BNB Chain’s X Account Hacked, CZ Issues Urgent Phishing Alert

The warning helped contain the attack swiftly. The compromised account was suspended and takedown requests were submitted for the phishing domains. Hackers had used the account to post links that looked legitimate but directed users to fake wallet-connection portals. The tactic relied on social engineering, leveraging the apparent legitimacy of the account to induce trust. Once users connect, their wallets may be drained via malicious smart contracts.

This is consistent with phishing-as-a-service models seen in wallet drainer groups, including Inferno Drainer. In previous campaigns, Inferno Drainer has been linked to multi-million-dollar thefts. Although no official confirmation of funds lost in this incident has yet emerged, even brief exposure windows in phishing attacks are known to enable successful attacks.

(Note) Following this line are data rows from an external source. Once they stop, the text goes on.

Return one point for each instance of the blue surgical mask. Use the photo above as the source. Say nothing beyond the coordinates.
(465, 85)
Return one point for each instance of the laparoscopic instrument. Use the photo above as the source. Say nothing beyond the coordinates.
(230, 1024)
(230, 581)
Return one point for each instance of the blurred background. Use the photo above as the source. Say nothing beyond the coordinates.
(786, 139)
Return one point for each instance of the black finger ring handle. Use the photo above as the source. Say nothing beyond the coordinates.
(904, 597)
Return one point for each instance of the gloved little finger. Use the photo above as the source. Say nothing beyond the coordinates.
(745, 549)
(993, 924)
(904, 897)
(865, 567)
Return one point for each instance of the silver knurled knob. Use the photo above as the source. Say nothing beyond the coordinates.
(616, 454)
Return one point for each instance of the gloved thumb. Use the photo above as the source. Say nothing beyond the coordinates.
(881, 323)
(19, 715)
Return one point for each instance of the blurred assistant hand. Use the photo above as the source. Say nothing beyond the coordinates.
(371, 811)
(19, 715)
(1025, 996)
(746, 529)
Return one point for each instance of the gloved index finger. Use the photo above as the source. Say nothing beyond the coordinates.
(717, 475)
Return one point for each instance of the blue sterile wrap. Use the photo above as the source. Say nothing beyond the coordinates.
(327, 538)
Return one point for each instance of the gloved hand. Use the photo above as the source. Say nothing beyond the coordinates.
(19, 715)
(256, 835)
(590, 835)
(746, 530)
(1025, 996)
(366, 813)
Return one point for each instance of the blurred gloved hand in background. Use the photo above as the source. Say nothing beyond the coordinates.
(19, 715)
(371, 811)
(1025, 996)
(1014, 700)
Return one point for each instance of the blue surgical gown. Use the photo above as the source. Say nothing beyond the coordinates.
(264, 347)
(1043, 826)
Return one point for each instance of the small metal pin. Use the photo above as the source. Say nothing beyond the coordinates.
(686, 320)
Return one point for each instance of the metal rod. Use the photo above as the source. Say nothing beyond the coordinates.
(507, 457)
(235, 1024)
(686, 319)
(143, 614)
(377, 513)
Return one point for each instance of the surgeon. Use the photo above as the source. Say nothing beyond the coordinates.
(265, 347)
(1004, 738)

Unlike protocol-level exploits, which target flaws in blockchain infrastructure, this incident demonstrates that social media and communication channels are equally critical attack surfaces. Even when the underlying blockchain remains secure, attackers can bypass technical defenses by exploiting human trust. Verified accounts on platforms like X or Discord carry perceived authority, which increases the likelihood that users will interact with posted content. Phishing attacks are particularly dangerous in the crypto space because wallet transactions, once approved, are irreversible. A single malicious signature can give hackers sweeping control over a user’s funds.

This is not the first time BNB Chain’s ecosystem has been tested by malicious actors. In 2022, a vulnerability in the BSC Token Hub bridge allowed an attacker to mint 2 million BNB, an amount variously valued at over $550–$580 million at the time. Prompt interventions led to many of those funds being frozen or blocked from full transfer across chains. In response, BNB Chain introduced stronger governance and emergency response protocols, including voting mechanisms to determine whether to freeze stolen assets.

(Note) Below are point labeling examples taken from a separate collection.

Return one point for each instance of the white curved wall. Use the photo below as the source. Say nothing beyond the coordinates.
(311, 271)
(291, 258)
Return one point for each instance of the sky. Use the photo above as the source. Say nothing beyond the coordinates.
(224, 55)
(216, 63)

According to Hacken’s 2024 security report, losses on BNB Chain fell from about $161 million in 2023 to roughly $47 million in 2024, a decline of approximately 70%, reflecting improvements in security practices across the ecosystem. Even so, as the recent social-media breach demonstrates, securing channels of communication remains a vital and unresolved challenge.

The lessons from this incident are clear for both project teams and users. For blockchain projects, there is a need to implement strict security measures for social media accounts, including hardware security keys, multi-factor authentication, and regular audits of authorized applications. Establishing rapid response playbooks for compromised accounts, including direct escalation channels with platform operators like X, is equally vital. Publishing and regularly updating official link directories can also help users verify legitimate websites and avoid malicious copies.

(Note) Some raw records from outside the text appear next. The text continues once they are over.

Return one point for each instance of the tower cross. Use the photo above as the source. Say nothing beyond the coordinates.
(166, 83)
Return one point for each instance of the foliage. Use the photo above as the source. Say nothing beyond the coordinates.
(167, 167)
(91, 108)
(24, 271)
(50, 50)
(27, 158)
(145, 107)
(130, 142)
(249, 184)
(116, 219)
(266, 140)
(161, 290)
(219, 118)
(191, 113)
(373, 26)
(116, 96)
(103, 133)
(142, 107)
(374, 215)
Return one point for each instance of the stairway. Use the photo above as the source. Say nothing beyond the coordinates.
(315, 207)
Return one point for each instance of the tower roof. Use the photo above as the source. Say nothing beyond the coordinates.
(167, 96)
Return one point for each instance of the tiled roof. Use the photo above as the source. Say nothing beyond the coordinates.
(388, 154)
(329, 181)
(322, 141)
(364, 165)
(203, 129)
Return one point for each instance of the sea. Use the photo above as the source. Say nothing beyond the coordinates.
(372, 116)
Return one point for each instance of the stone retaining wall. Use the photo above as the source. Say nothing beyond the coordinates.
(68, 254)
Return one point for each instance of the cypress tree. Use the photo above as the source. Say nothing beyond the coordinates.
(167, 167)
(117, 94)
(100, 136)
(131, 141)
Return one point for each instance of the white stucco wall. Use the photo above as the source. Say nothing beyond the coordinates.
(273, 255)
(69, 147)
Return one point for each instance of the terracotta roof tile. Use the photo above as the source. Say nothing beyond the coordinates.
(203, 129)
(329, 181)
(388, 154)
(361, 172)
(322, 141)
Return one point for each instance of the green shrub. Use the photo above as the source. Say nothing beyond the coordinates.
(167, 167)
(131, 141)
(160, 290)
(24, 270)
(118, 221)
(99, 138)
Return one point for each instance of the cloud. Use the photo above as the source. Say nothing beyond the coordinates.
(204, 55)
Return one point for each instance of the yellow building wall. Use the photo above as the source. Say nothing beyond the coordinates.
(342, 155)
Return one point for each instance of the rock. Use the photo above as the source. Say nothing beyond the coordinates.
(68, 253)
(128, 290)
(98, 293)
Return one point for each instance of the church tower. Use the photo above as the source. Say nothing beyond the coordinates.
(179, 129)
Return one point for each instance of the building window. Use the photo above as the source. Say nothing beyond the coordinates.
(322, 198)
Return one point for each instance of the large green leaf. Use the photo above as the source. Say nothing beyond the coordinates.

For users, the focus must be on vigilance. Links should never be trusted solely because they originate from verified accounts, since those accounts can be compromised. Domains must be checked carefully before a wallet connection is approved. Hardware wallets provide an additional layer of defense because they require physical confirmation of transactions, making it harder for a phishing script to succeed silently.

Users are also advised to revoke unnecessary dApp permissions regularly through their wallet settings, since old approvals can be abused long after the original interaction. Staying updated on ongoing phishing campaigns by following credible blockchain security researchers and alerts can make the difference between falling victim or staying safe. As CZ noted in his warning, users must “stay SAFU,” a reminder that personal vigilance is still the first line of defense in the crypto ecosystem.

BNB Chain’s X account hack illustrates that the human element, trust, perception and behavior remain one of the hardest aspects to secure in Web3. Even as protocols strengthen their technical defenses, adversaries continue to exploit communication channels where urgency and authority can cloud user judgment. For the industry, this suggests that security is no longer just about securing code or smart contracts. It is about securing the broader ecosystem of communication, from social media to community channels, where a single compromised message can have wide-ranging consequences.

The rapid containment of this incident demonstrates progress since earlier breaches, but it also reinforces that phishing is not going away. As long as attackers can manipulate social trust, incidents like this will remain a recurring challenge for crypto projects and their communities.